Chronic Fatigue Syndrome Blog

Ampligen is a drug that may, if sanctioned by the FDA, end up being the first drug approved for the treatment of chronic fatigue syndrome. Ampligen was created in 1970 by Hemispherx Biopharma and since then has had a long a difficult struggle to receive approval and prove that it is a legitimate treatment for CFS. There have been subjects of clinical trials that believe Ampligen cured or made them significantly better. (Mary Schweitzer) But, there have also been detractors of Ampligen (Manuel Asensio),that have even been brought to court over alleged demafatory statements made about Ampligen’s lack of effectiveness.
When ampligen was first created in 1970 it was found to slow down the growth of tumors and increase the release of interferons. It may have been intended at the time for the treatment of cancers and later HIV. But, clinical trials for Ampligen’s treatment of CFS were started in 1988. The drug was made available in Canada and Belgium under emergency drug release programs for Chronic Fatigue Syndrome and HIV in 1996.

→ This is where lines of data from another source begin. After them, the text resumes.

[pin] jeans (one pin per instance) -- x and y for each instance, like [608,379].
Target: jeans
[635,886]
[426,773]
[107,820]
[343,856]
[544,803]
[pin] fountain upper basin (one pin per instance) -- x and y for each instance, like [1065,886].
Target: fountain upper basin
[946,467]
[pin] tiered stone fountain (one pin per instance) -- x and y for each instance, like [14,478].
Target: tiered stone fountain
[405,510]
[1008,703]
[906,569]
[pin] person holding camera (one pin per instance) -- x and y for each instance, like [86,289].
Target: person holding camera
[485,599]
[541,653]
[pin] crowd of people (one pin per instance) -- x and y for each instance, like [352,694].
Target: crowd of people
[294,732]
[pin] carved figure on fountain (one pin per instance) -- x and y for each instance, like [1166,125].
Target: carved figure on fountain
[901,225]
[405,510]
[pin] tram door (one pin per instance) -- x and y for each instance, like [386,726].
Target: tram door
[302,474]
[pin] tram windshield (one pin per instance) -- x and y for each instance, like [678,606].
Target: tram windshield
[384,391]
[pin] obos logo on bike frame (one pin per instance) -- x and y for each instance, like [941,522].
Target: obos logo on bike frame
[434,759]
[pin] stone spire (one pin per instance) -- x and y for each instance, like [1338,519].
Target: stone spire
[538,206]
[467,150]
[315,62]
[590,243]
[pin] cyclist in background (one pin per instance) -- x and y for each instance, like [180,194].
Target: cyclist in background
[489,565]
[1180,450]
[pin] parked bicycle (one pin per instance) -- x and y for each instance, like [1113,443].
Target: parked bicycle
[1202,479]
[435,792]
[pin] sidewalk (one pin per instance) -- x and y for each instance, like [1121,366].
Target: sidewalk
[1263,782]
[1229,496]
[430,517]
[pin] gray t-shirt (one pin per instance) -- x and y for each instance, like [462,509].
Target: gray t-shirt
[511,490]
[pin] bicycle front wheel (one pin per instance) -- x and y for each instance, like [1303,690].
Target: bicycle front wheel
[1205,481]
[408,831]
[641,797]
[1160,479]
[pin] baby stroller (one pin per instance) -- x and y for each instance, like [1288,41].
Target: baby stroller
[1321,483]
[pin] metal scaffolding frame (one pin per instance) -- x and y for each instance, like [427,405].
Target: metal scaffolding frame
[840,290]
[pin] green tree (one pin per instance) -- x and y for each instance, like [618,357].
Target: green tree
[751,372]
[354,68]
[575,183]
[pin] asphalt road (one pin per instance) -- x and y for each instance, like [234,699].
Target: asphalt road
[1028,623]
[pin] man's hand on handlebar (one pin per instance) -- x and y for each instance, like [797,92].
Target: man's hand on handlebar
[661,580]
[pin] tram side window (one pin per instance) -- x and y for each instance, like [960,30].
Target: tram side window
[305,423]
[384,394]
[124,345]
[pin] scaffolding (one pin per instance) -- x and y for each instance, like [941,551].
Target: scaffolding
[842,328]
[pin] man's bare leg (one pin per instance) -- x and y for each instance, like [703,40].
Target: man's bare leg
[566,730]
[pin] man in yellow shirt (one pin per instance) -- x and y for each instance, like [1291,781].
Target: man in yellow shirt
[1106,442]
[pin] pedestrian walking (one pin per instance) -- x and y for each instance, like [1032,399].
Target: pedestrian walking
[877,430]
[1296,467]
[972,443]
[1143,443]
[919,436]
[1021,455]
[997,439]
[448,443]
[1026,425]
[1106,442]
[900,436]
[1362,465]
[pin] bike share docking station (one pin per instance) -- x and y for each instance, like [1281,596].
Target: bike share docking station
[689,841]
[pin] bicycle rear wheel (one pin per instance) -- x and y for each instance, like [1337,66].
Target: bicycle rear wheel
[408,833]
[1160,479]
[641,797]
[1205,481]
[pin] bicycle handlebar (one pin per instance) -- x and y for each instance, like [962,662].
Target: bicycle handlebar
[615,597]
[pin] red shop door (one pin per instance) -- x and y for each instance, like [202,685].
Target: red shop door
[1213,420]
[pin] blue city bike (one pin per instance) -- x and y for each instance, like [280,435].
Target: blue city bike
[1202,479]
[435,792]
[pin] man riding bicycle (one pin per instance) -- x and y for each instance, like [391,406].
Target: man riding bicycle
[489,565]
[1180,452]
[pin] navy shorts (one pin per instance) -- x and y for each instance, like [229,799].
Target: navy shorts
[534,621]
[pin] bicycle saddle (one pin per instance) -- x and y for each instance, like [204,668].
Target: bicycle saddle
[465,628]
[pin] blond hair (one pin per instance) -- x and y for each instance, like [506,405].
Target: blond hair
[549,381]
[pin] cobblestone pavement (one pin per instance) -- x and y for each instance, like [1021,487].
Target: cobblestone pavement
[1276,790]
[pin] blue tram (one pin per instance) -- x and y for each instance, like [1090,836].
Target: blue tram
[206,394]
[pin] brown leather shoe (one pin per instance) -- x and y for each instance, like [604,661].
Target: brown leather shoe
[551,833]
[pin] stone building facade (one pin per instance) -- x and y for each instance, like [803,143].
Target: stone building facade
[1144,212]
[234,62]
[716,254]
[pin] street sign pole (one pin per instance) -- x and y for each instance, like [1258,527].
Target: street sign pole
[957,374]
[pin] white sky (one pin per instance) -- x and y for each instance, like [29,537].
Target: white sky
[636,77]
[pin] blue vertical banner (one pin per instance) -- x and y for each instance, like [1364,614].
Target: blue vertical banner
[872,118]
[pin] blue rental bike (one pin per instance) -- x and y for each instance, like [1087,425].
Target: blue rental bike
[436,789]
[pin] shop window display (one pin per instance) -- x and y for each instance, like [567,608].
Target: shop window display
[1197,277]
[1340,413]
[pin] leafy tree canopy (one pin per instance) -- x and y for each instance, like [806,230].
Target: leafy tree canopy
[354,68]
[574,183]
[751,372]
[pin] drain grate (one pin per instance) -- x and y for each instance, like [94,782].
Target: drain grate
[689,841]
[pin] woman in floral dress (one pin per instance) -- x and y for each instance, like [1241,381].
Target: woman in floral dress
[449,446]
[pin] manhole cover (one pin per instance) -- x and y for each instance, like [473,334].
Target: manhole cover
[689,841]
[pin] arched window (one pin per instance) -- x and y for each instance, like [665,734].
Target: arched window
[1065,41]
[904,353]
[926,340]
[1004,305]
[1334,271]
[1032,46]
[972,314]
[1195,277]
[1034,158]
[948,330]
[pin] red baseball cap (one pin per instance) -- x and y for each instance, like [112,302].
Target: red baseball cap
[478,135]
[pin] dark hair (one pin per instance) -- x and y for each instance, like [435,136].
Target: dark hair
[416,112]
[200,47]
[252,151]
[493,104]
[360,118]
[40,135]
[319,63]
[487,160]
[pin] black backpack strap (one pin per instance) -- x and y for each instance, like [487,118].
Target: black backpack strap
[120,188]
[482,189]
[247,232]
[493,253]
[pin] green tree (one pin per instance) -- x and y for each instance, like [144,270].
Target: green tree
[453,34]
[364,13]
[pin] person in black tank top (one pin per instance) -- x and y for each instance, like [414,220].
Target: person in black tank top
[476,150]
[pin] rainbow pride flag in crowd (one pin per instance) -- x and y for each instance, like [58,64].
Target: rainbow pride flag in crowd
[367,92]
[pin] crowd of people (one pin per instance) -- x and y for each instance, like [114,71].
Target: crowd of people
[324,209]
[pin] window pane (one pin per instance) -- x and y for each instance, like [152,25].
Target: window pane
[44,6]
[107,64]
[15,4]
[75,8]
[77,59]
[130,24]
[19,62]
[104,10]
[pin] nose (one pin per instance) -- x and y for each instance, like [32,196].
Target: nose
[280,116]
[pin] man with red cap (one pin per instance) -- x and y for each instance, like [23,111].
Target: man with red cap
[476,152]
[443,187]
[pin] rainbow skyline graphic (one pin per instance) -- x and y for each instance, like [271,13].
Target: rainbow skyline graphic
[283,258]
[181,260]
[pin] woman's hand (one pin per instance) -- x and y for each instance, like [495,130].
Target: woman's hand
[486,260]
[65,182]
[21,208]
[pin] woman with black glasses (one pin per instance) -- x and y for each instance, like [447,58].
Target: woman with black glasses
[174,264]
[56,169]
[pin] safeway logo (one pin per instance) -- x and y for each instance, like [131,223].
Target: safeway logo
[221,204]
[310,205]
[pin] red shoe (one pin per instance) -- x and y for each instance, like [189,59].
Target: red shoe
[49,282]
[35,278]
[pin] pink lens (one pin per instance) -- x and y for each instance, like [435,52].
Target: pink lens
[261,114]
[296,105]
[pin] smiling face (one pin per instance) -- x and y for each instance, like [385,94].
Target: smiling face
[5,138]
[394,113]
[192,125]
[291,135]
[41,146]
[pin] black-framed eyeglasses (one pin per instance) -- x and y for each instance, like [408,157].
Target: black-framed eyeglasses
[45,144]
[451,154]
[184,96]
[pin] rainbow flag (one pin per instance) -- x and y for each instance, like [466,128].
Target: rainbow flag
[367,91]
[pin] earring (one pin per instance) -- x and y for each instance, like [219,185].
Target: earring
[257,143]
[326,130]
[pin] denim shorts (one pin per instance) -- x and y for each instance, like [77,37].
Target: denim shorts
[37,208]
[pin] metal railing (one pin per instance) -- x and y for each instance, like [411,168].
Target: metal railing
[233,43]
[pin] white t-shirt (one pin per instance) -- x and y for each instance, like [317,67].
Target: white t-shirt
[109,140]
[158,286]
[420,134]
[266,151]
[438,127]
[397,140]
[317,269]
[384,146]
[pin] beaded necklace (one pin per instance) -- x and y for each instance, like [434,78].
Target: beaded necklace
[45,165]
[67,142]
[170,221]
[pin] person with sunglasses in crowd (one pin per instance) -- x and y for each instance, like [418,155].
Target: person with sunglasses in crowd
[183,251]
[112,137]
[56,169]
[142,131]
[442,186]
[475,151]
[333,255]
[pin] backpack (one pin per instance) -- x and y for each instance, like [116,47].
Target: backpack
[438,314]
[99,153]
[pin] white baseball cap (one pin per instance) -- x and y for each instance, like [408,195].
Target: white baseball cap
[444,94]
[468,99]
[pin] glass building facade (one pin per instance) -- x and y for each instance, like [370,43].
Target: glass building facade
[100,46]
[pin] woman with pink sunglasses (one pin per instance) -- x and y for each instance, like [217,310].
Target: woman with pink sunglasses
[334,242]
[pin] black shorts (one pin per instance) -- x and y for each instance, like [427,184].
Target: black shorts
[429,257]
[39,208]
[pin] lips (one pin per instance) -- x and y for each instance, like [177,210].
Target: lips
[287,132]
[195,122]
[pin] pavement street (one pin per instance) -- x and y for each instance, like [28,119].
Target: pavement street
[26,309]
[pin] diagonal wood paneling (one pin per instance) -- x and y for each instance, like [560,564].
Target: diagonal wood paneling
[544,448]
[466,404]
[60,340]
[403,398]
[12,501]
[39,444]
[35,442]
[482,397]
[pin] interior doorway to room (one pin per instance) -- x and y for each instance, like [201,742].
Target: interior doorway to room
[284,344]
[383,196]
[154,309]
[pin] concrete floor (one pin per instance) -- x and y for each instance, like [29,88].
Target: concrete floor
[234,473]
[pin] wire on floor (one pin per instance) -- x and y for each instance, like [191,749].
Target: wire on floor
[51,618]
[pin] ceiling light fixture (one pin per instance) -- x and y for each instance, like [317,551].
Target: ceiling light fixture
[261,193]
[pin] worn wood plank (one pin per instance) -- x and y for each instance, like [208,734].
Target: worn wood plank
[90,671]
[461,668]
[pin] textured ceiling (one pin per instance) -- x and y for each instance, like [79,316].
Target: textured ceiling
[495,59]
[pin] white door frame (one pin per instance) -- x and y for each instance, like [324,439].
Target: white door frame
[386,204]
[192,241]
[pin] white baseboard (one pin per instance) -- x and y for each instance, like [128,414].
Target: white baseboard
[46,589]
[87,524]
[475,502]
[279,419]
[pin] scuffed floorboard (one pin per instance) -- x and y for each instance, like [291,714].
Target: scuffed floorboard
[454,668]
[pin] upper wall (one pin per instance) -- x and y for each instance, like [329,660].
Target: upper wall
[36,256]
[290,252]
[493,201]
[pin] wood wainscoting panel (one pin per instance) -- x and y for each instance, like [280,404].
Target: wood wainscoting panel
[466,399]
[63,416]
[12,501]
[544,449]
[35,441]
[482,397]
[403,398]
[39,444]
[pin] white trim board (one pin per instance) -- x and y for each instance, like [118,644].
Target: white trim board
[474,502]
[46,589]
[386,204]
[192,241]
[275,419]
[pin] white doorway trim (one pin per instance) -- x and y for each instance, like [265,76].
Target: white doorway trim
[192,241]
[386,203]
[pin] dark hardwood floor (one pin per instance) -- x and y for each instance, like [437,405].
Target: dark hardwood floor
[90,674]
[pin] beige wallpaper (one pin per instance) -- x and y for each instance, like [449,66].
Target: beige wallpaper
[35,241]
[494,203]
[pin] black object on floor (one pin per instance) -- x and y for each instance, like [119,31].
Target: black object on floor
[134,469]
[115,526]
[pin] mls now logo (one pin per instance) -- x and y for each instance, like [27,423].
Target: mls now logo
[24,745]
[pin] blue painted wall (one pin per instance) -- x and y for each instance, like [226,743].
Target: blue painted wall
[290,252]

How the drug works is not fully inderstood. Scientists believe that its effects lie in how it affects to enzymes 2-5 Synthetase/RNaseL pathway. There are doctors like Paul Cheney that believe that the RNase L activity is triggered by a viral infection, and increased RNase L activity could be a possible trigger for onset of CFS. The upregulation of these pathways may lead to decreased ability for the body to destroy viruses and viral RNA.

In April of 2007, Hemispherx came out with a statement saying that they believed they now understood the mechanism of action. They believe it to be through receptors in the body called TLR - 3’s. These naturally occuring receptors in the body, are used to detect pathogens and may increase the body’s response to infectious agents. Ampligen may work and these receptors to increase a patients stifled immune response.
The last phase of the clinical trials for ampligen were completed in 2004. After 3 long years of missed deadlines, the NDA or “New Drug Application” was filed on October 11 2007. Many Chronic Fatigue Syndrome patients are hopeful, but still unsure if the drug will be approved or if it will be effective.

Here are the steps the FDA will take after Ampligen’s NDA has been submitted:

1. The Drug Manufacturer Submits of a New Drug Application, this is the first step that asks the FDA to consider approval.
2. The FDA will take up to 60 days to whether to file and send the application to be revewed.
3. If they decide to file the NDA, a group from the FDA is formed to review the drugs effectiveness and possible safety concerns.
4. The group reviews the drugs informational labeling and decides if it is adequate.
5. The FDA review group tours and inspects where the new drug is manufactured and bottled.
6. The group submits the review as approvable or not approvable.

There is still a little before Chronic Fatigue Syndrome Patients will their chance to decide whether Ampligen will be a beneficial. But if i read everything correctly, it seems like it may be within a year(hopefully). But, even if the drug does only give modest improvements, that fact that an FDA approved drug can treat CFS patients, legitamizes the disease itself.